Außerdem ist zu beachten, dass die Entwicklung von Übergewicht multikausal ist. Letztendlich kommt es nicht nur auf die Ernährungsgewohnheiten, sondern auf ausreichend Bewegung und einen insgesamt gesundheitsförderlichen Lebensstil an. Lebensmittel sind nicht per se gesund oder ungesund, vielmehr finden alle Lebensmittel in einer ausgewogenen Ernährung ihren Platz.

3. Informationen über Ernährung sachgerecht stärken und Know-how der Stakeholder beim Bundeszentrum für Ernährung nutzen. Der BLL begrüßt die Pläne des Grünbuchs, die Verbraucheraufklärung zu stärken. Allerdings muss Aufklärung wissenschaftsbasiert sein und muss sich am tatsächlichen Risiko orientieren. Die Diskriminierung einzelner Produkte wird dieser Anforderung nicht gerecht.

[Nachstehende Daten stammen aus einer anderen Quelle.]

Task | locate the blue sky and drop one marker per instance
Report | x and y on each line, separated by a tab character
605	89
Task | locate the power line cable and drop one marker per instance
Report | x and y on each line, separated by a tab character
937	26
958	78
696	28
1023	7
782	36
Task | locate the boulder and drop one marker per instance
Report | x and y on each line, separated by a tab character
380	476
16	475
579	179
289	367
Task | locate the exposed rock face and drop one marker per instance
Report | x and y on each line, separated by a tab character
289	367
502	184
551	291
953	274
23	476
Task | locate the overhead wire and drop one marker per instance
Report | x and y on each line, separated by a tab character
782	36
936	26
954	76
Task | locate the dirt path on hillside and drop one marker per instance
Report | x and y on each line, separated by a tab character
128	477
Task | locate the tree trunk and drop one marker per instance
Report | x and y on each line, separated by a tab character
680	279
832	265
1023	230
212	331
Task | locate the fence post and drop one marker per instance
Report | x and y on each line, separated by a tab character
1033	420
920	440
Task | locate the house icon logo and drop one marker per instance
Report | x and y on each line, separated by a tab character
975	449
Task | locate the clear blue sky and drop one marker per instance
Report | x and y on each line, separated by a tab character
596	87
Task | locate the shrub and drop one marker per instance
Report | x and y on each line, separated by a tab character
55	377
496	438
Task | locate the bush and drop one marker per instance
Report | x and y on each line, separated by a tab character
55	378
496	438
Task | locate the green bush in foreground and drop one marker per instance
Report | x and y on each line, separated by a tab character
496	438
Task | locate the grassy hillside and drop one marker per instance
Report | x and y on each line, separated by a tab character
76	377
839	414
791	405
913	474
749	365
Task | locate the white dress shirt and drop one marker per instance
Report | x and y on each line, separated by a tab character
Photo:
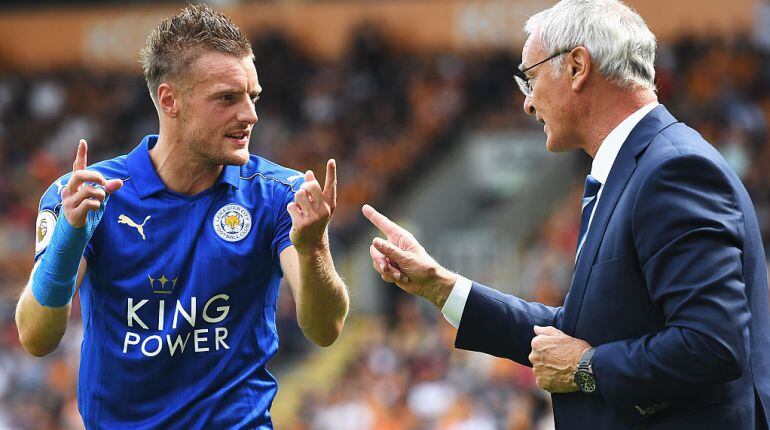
600	170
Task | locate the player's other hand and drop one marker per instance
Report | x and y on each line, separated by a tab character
81	195
312	210
402	260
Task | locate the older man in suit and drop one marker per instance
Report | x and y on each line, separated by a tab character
666	323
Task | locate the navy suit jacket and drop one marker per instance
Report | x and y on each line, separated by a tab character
670	287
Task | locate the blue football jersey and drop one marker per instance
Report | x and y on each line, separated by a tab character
179	299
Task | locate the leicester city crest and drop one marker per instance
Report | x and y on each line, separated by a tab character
232	222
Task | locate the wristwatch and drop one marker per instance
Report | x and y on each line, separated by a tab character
584	375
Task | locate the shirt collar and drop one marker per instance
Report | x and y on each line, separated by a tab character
145	178
608	150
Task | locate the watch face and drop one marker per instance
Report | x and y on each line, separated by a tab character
585	381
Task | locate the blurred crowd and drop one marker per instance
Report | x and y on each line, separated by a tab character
385	114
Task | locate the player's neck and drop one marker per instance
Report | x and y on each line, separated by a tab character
179	170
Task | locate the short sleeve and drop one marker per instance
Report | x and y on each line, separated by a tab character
48	214
281	238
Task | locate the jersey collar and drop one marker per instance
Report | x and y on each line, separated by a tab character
145	178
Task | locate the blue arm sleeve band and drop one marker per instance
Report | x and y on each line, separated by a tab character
53	283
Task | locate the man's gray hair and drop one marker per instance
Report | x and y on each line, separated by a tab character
616	37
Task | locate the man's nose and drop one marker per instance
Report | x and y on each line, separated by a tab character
248	114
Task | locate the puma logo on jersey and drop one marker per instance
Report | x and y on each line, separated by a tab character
123	219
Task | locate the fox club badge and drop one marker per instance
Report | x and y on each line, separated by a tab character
46	221
232	222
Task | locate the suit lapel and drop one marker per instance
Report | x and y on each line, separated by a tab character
622	169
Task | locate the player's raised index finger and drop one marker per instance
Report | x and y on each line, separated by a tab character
381	221
81	159
330	185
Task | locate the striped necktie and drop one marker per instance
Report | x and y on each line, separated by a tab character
589	201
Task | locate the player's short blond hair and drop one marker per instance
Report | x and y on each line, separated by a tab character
179	40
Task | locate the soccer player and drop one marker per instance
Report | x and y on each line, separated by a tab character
178	249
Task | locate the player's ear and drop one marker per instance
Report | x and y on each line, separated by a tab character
168	100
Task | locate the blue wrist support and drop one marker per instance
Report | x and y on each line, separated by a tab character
53	283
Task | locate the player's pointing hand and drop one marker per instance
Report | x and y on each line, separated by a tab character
312	209
86	189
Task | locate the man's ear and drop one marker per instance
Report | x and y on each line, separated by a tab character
168	99
578	64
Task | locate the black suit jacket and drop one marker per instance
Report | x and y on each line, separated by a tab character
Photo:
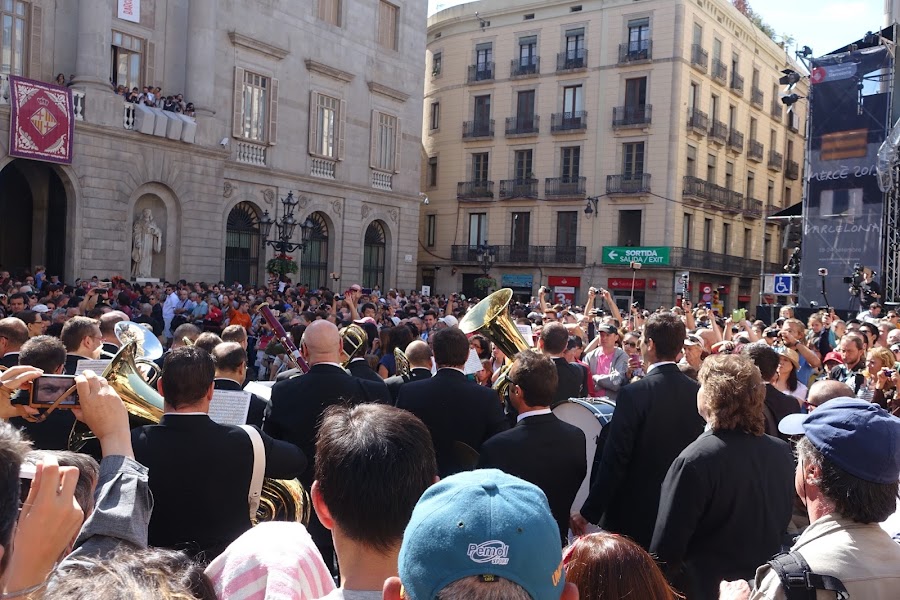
725	503
545	451
257	412
655	419
394	382
298	403
200	477
571	381
454	409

Aus Sicht des BLL ist es unbedingt erforderlich, weitere Stakeholder wie die Lebensmittelwirtschaft und einzelne Branchen aktiv in die Arbeit des neuen Zentrums einzubinden. Wir sprechen uns dringend für die Errichtung eines Fachbeirats für Ernährungskommunikation sowie eines Fachbeirats für Agrarkommunikation bei der BLE aus. Nur so ist in unseren Augen sicherzustellen, dass die BLE, die für die Wahrnehmung ihrer Aufgaben notwendige Beratung erhält. Darüber hinaus sollte eine Beteiligung der Stakeholder auch bei den strategischen Fragestellungen vorgesehen werden.

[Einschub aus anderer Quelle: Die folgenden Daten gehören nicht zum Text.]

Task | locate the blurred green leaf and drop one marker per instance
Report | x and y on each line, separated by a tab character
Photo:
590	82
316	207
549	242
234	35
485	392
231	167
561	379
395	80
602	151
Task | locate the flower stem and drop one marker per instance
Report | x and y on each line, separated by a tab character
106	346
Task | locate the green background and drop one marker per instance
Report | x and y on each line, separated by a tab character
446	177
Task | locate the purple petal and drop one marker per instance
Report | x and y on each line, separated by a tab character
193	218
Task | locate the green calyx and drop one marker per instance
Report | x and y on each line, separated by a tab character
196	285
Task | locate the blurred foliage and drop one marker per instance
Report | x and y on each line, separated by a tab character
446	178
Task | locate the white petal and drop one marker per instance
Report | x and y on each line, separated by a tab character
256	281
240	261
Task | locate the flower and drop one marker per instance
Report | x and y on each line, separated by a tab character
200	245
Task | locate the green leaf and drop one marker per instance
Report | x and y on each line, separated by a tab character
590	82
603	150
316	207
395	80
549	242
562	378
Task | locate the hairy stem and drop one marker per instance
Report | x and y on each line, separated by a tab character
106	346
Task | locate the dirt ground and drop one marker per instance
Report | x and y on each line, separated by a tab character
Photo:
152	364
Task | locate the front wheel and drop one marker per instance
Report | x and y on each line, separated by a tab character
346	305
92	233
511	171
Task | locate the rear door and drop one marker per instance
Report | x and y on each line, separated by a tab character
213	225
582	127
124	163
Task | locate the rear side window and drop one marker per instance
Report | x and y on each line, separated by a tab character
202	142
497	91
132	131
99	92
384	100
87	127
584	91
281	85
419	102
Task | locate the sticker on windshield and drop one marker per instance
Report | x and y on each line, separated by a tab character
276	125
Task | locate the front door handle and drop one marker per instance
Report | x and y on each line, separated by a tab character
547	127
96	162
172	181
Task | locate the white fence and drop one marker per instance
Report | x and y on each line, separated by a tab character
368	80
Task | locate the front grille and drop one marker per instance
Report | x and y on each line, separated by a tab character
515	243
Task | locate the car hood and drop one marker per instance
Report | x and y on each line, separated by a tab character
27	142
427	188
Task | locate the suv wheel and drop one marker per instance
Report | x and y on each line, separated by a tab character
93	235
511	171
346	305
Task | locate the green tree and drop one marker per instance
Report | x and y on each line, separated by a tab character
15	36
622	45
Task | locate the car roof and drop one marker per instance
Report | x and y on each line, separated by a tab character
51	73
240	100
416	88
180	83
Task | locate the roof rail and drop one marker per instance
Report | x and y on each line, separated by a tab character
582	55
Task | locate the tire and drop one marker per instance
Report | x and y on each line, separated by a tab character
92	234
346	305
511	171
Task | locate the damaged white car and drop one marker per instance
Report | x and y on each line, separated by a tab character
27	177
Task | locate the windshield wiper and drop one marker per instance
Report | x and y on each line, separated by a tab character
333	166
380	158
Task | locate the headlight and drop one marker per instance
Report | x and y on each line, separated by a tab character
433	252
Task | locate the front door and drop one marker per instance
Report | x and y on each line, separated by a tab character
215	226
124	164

4. Mindesthaltbarkeitsdatum beibehalten und besser informieren. Bei dem Thema Mindesthaltbarkeitsdatum/Verbrauchsdatum als europaeinheitlichem Kennzeichnungselement sollte mit Blick auf das gemeinsame Ziel der Reduzierung von vermeidbaren Lebensmittelabfällen und das noch bessere Verbraucherverständnis zu Inhalt und Unterschied der beiden seit 30 Jahren etablierten Angaben sein. Es gibt keine Hinweise darauf, dass eine zusätzliche Angabe eines „Verbrauchsverfallsdatum“ eine Hilfe für die Verbraucher sein könnte, es steht vielmehr zu befürchten, dass die Verunsicherung über die Bedeutung der unterschiedlichen Angaben dann noch steigt.

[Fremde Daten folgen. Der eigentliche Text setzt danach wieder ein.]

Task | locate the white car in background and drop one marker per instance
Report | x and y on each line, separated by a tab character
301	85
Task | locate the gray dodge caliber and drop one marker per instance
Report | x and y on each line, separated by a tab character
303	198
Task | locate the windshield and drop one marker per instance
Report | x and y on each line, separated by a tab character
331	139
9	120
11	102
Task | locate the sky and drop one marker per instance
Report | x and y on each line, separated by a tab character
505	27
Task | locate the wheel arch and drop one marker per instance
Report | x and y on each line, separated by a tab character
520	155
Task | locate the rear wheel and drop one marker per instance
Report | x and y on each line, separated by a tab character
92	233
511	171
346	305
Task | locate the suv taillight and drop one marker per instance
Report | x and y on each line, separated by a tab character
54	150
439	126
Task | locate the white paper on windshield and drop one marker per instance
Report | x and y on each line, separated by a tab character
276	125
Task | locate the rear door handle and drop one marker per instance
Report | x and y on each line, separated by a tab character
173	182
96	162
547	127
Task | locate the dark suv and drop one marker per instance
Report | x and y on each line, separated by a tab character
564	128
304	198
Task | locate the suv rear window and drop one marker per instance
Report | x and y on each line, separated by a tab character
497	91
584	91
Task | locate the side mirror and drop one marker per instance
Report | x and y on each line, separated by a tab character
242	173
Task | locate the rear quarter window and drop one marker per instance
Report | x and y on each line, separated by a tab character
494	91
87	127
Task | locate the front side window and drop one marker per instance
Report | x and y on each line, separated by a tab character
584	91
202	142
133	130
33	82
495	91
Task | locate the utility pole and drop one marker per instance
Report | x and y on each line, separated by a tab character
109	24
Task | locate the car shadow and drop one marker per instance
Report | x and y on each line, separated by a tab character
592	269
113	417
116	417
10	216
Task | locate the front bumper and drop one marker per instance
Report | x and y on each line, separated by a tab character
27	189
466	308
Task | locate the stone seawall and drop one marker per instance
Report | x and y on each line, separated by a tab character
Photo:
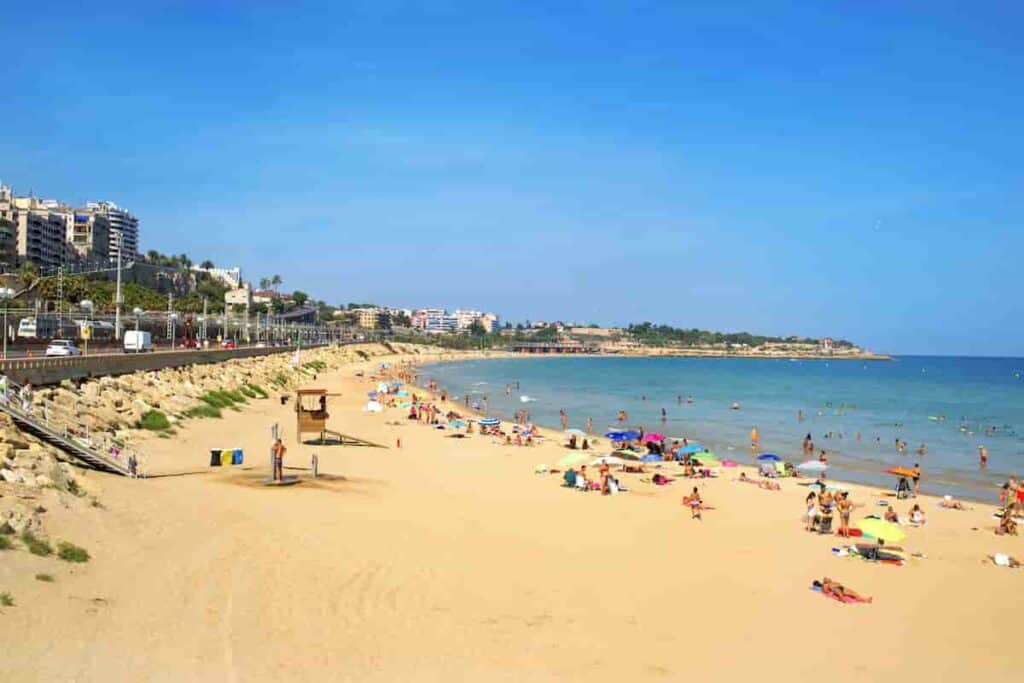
42	372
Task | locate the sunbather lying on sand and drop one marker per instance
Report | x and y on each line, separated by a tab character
767	485
839	591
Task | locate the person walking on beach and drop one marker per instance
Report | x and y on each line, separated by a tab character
845	507
279	461
811	503
26	396
693	500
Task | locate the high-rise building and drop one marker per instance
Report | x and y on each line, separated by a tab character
89	235
42	228
123	225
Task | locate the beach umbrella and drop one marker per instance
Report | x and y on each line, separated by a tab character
901	471
608	460
627	455
880	528
571	459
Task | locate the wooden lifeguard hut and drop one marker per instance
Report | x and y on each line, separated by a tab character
311	415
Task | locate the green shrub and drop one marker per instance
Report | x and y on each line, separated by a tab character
154	421
36	545
69	552
203	411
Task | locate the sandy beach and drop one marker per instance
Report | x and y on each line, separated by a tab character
450	559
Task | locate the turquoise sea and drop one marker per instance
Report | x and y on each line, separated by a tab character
950	404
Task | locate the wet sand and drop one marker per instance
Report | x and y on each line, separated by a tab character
449	559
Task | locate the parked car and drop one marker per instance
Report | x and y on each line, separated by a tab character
137	342
62	347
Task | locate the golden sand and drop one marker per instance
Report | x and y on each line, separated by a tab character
449	559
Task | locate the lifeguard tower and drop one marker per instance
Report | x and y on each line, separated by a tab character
311	415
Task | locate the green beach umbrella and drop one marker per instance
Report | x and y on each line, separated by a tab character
880	528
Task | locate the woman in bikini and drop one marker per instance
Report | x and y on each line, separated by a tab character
812	503
835	589
693	500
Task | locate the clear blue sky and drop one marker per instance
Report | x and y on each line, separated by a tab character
845	168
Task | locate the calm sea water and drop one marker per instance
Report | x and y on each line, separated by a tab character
950	404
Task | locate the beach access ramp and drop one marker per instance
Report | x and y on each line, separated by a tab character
60	428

5. Verbraucherinformation muss transparent und schnell lesbar sein – Wirtschaft engagiert sich hier über gesetzliche Regelungen hinaus. Die Lebensmittelwirtschaft klärt auf unterschiedlichen Wegen über ihre Produkte auf, sei es auf den Etiketten durch die transparente Pflichtkennzeichnung nach der Lebensmittelinformations-Verordnung, über freiwillige Kennzeichnungselemente oder auch über Internetseiten, Broschüren, die klassischen Verbraucherhotlines und über die sozialen Netzwerke. Dabei werden bereits digitale Möglichkeiten genutzt. Oftmals handelt es sich bei der Kommunikation nicht nur um eine so genannte Einwegkommunikation, sondern der Dialog mit den Kunden steht im Vordergrund.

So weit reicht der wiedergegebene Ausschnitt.